Le leader du Mouvement Socialiste Militant (MSM) Pravind Jugnauth a parlé, samedi dernier, lors de sa conférence de presse hebdomadaire, des « nombreux revers » subis par la Commission indépendante contre la corruption (ICAC) et la police, ces derniers temps, en faisant référence à des cas de « persécution » contre des dirigeants, agents et sympathisants de son parti. Commentant l’interpellation de Prakash Maunthrooa dans l’affaire Boskalis, il s’est dit solidaire avec lui.
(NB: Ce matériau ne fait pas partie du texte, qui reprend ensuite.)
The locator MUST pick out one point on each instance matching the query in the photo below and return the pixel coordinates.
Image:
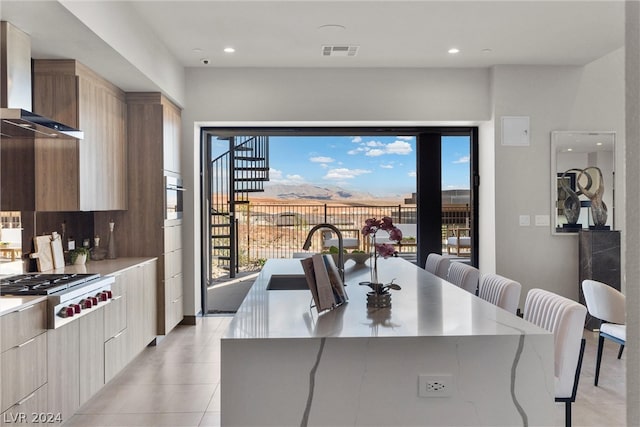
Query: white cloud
(375, 152)
(399, 147)
(321, 159)
(377, 148)
(276, 177)
(344, 173)
(374, 144)
(274, 174)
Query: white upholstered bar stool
(607, 304)
(464, 276)
(565, 319)
(438, 265)
(500, 291)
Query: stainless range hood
(16, 118)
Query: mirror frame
(556, 143)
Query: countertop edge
(9, 304)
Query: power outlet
(435, 385)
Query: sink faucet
(307, 245)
« L’ICAC avait enquêté sur cette affaire qui date de 2006. Maintenant, la police a pris la relève, zot pe ankete mem. Cette dernière a mis une charge provisoire contre M. Maunthrooa en disant qu’il était directeur général de la Mauritius Ports Authority entre 2006 et 2008, alors qu’il avait démissionné de son poste en 2003. Je demande à ceux qui sont derrière de telles choses de prendre leurs responsabilités », a lancé le leader du MSM, avant de s’interroger sur le rôle des organisations telles que Democracy Watch, Amnesty International et Transparency International, « ki mo pa tann zot ditou dan sa bann zafer la ».
Pravind Jugnauth a cité plusieurs autres cas qui montrent, allègue-t-il, que le gouvernement a instauré un État policier dans le pays. Il a également parlé de l’incendie chez Harish Boodhoo. « Nous avons écrit au Commissaire de police pour lui demander les particulars de notre convocation. Nous attendons toujours. Nous voulons savoir ce qu’on nous reproche ». Il a parlé de l’effet boomerang dans l’affaire du bois de rose « kot ti pe rod zet labou lor lopozisyon », avant de rappeler l’opération policière menée contre Paul Bérenger, Showkutally Soodhun et le Dr Zouberr Joomaye « ki swadizan ti pe rod destabiliz gouvernman. » M. Jugnauth a parlé à nouveau de l’affaire MedPoint. Le leader du MSM a précisé que les activités de l’alliance MSM-MMM se poursuivent et que ses dirigeants animeront un meeting public ce vendredi 22 juin à Plaine-Magnien.